In the funeral room, Nate comes down to take Gripey Guy home, and in a plot-twist so non-twisty it's gone past straight and all the way to Dr. Laura's house, he finds Mr. Cobbs dead, one hand locked firmly in his wife's, well, death grip. Aww, sniff.
David is once again packing up tables and chairs on the street corner so nice they filmed it twice. A cop car cruises by, and David's eyes lock onto the black officer in the front seat until he realizes that it's not Keith. He looks pensive, and the music swells, and we slide gently into the final montage. Brenda and Claire get stoned and bond at Brenda's, and then Ruth arrives at a mystery house and bangs frantically on the front door. Ed "Electro-Glide" Begley (tm fuzzbox again) opens the door, and plants another old-people kiss on Ruth. As she steps inside to begin life anew, we fade to white one final time.
Aaron: And now, live from the Home Office in --
Alan Ball: Shut-The-Hell-Upville.
Aaron: Yo! I'm working here. What's the big idea?
Alan Ball: Come on. You're kidding, right? I mean, Top Twelve lists? Talk about de rigueur irony.
Aaron: Yeah, well, they got more votes than you.
Alan Ball: Oh, please. Everyone knows Pontoon rigged that poll. It shouldn't even count.
Aaron: Hey! Back off, bitch! Nobody talks about my forum posters like that. Nobody but me, that is.

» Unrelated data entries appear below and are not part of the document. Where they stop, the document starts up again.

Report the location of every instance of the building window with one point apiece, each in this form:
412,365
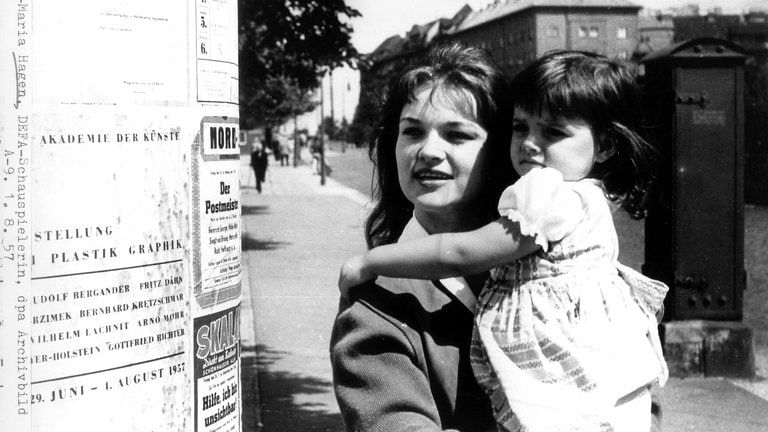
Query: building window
553,31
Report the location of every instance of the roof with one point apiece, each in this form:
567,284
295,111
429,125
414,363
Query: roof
726,49
507,7
644,22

Alan Ball: Whatever. Incidentally, you know why they call you Aaron?
Aaron: Because my parents spent too much time reading the Bible?
Alan Ball: Nope. It's 'cause you got air in your head. You know, where your brain should be.
Aaron: Wow.
Alan Ball: I'll say.
Aaron: That may very well be the lamest name joke ever.
Alan Ball: Oh, I think "Mommie Leerest" already snagged that crown.
Aaron: Moron.
Alan Ball: Loser.
Aaron: Hack.
Alan Ball: Well then, why don't you go watch an infomercial and buy yourself a Slowbee, Mr. Slow Guy.
Aaron: Yeah, well, why don't you go watch The Usual Suspects and see what a real Kevin Spacey movie is like, Mr. American Doodie.
Alan Ball: Okay, that's it, bag-boy! You're fired!
Sars: Hey! Back off, bitch! Nobody talks to my recappers like that. Nobody but me, that is.
Aaron: Aww. Thanks, Sars.
Sars: Oh, you shut up too. In fact, you're both fired. I'm calling Gustave.